In preparing the half-yearly financial report, the directors are
responsible for assessing the company's ability to continue as a
going concern, disclosing, as applicable, matters related to going
concern and using the going concern basis of accounting unless the
directors either intend to liquidate the company or to cease
operations, or have no realistic alternative but to do so.

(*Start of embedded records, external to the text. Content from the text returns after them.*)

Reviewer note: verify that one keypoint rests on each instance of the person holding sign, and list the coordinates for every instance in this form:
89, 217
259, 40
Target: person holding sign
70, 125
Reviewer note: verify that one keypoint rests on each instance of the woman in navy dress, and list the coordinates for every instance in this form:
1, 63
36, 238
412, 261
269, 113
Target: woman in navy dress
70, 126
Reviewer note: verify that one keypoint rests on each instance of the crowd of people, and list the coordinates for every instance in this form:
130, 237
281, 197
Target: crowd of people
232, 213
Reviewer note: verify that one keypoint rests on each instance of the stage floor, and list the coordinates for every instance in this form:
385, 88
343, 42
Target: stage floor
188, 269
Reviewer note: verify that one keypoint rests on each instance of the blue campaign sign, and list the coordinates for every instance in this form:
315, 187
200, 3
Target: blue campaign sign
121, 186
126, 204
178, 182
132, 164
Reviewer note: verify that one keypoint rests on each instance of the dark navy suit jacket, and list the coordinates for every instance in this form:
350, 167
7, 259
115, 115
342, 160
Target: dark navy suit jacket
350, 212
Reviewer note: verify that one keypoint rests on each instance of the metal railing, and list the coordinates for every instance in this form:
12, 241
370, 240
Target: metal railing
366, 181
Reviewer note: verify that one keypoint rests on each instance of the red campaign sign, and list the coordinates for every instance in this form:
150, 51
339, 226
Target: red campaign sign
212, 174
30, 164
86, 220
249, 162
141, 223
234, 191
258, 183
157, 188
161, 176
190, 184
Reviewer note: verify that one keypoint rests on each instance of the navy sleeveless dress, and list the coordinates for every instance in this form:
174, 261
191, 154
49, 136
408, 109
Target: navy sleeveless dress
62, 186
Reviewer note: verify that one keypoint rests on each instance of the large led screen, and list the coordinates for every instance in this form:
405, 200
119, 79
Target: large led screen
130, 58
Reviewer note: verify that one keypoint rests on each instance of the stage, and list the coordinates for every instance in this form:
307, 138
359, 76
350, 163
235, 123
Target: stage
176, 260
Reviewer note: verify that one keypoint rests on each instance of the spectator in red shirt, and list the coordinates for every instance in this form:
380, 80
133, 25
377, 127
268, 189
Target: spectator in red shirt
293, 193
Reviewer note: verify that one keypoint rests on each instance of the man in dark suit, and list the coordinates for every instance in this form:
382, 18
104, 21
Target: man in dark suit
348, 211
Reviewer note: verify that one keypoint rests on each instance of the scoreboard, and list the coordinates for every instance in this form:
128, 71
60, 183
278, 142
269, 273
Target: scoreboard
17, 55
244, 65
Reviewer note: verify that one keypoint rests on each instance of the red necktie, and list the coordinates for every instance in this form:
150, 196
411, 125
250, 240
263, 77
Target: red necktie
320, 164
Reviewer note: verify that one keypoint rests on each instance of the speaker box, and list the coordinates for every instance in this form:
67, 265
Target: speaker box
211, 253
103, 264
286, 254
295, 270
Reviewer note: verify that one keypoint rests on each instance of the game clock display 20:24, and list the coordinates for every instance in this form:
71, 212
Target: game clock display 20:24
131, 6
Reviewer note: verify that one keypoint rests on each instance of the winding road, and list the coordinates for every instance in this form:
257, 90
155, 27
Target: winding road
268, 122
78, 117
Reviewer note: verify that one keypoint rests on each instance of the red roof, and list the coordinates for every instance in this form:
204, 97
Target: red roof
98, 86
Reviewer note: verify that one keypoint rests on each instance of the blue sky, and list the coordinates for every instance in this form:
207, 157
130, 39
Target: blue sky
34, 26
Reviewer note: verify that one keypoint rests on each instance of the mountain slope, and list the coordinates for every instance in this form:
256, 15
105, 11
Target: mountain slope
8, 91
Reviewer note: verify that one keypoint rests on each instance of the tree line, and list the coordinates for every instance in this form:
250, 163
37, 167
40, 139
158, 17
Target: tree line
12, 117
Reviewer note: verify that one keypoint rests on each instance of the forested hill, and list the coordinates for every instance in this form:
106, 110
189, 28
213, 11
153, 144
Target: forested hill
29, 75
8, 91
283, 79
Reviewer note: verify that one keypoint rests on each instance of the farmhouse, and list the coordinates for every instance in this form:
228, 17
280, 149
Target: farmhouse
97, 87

Auditor's responsibilities for the review of the financial
information
In reviewing the half-yearly report, we are responsible for
expressing to the Company a conclusion on the condensed set of
financial statement in the half-yearly financial report. Our
conclusion, including our Conclusions Relating to Going Concern,
are based on procedures that are less extensive than audit
procedures, as described in the Basis for Conclusion paragraph of
this report.
Use of our report
Our report has been prepared in accordance with the terms of our
engagement to assist the Company in meeting the requirements of the
rules of the London Stock Exchange AIM Rules for Companies for no
other purpose. No person is entitled to rely on this report unless
such a person is a person entitled to rely upon this report by
virtue of and for the purpose of our terms of engagement or has
been expressly authorised to do so by our prior written consent.
Save as above, we do not accept responsibility for this report to
any other person or for any other purpose and we hereby expressly
disclaim any and all such liability.
BDO LLP
Chartered Accountants
Southampton , UK
Date: 20 September 2023
BDO LLP is a limited liability partnership registered in England
and Wales (with registered number OC305127).